U.N. peacekeeping director Alain Le Roy told reporters after briefing the Security Council Friday afternoon that Gbagbo and his military men apparently used Tuesda negotiations with the U.N. as a ploy to consolidate power.

“They said they came to us to negotiate a peaceful exit and that has not happened,” Le Roy said of the generals. “It is very clear that the time was used Tuesday during negotiations for Mr. Gbagbo to reinforce his position.”

Reports that Gbagbo and his top military men were negotiating a surrender had raised expectations Tuesday that the four-month political standoff in the western African nation was nearing an end.

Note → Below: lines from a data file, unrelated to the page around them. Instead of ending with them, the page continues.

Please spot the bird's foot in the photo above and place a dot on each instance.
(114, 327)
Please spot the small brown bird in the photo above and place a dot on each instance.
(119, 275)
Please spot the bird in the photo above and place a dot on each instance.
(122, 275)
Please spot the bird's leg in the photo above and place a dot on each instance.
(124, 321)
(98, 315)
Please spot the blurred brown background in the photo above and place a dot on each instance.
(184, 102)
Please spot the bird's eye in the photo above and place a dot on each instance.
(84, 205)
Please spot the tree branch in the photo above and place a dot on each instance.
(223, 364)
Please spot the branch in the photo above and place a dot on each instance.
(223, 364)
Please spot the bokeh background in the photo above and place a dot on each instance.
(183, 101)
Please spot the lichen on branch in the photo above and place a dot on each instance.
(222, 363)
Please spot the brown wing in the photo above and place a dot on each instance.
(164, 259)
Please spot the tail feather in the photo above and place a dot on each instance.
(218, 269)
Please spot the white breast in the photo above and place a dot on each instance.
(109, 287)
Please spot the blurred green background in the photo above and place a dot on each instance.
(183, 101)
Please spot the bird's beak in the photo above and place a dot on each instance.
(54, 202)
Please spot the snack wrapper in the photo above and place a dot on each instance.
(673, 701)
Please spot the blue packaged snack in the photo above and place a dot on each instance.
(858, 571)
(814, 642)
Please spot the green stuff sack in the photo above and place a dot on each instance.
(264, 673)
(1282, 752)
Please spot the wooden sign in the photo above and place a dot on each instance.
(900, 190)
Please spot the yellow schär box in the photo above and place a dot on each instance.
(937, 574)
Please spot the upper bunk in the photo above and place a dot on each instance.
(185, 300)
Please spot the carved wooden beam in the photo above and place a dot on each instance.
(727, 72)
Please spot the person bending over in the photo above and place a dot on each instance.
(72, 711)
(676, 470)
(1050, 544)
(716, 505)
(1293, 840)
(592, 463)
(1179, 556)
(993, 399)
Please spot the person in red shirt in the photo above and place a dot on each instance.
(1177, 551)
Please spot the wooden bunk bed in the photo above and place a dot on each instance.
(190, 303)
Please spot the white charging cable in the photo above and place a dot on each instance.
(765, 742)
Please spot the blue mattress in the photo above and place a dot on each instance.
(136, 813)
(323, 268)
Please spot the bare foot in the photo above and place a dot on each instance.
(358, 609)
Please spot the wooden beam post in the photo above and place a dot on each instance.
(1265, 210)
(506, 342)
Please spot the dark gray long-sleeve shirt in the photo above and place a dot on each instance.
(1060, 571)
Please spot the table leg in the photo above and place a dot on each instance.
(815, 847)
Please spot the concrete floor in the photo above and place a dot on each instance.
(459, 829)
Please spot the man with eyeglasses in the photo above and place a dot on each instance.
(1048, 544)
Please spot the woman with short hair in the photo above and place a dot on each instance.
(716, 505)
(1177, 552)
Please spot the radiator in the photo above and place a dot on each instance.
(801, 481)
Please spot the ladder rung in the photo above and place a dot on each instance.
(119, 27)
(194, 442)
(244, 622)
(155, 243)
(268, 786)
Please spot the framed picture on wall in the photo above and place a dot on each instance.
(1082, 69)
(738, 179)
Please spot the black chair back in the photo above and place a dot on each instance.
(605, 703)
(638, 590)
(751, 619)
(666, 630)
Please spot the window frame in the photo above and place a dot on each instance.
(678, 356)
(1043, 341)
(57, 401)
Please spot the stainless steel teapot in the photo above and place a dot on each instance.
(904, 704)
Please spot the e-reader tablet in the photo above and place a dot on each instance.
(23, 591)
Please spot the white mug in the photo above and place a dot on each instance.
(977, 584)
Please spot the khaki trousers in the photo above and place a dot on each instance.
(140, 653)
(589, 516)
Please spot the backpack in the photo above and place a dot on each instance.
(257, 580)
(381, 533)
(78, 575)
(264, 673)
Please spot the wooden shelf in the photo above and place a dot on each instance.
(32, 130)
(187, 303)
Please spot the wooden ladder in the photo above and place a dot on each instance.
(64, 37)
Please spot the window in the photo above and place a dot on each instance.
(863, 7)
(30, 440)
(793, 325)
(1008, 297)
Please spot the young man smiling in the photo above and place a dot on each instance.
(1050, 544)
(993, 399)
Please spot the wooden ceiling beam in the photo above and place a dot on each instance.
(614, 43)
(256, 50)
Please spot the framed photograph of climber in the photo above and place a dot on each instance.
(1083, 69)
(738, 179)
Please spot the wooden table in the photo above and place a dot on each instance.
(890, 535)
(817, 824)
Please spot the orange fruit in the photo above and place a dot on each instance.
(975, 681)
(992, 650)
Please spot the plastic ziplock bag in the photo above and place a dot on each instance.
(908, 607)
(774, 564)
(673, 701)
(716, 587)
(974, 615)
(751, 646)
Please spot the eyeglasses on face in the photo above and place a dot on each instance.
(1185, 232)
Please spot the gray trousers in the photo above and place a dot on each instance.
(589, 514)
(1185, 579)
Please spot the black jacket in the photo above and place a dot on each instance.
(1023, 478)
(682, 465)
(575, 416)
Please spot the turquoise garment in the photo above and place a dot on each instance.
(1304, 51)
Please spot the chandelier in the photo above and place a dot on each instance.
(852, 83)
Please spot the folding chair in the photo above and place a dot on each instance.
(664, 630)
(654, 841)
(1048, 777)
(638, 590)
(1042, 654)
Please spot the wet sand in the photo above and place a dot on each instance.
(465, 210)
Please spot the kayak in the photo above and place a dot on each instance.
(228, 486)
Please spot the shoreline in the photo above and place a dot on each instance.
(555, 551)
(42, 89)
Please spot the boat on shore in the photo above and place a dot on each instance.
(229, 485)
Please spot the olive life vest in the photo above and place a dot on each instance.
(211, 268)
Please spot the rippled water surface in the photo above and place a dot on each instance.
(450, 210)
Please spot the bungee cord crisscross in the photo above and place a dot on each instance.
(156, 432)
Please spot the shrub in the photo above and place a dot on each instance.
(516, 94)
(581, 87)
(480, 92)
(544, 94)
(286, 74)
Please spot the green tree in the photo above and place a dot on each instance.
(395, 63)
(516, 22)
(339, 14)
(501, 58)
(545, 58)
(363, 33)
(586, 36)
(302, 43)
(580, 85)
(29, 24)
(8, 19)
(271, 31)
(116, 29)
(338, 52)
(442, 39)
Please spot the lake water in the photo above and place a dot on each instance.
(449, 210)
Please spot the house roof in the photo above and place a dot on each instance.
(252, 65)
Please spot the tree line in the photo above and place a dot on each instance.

But Gbagbo later strongly denied that he would give up, and insisted that the presidency was rightfully his.

In power for a decade, Gbagbo refuses to step aside even though the U.N. has ruled that he lost the November presidential election to his political rival Alassane Ouattara. Ouattara remains holed up inside a hotel in the main city of Abidjan.

Acting on a recent Security Council resolution, United Nations attack helicopters on Monday bombarded six arms depots in Abidjan, including a cache inside the presidential compound held by Gbagbo and his supporters.

French forces have also lent military support in Ivory Coast this week, helping rescue the Japanese ambassador and seven others on Thursday.

Le Roy said the U.N. had received requests from nearly two dozen countries as of late Friday to help rescue diplomats from embassies, including the United States, Israel and South Africa. He said he believed some relocations of diplomats were taking place as he spoke.

The Security Council late last month stressed its “full support for the U.N. peacekeeping force in Ivory Coast “to use all necessary means to carry out its mandate to protect civilians under imminent threat of physical violence … including to prevent the use of heavy weapons against the civilian population.”

Le Roy said that as of Friday Gbagbo’s forces still had many heavy weapons, including rocket-propelled grenades.

He said U.N. forces had taken no offensive action since Monday, when they used a military gunship to keep Gbagbo forces from using heavy weapons against civilians.

Later Friday, Colombian Ambassador Nestor Osorio, this month’s council president, said the 15-member body is “very concerned about the continued loss of life and attacks on the civilian population” in Ivory Coast.

He said council members generally favored “a political solution and a political outcome” and were disappointed by Gbagbo’s “absolute reluctance” to step aside.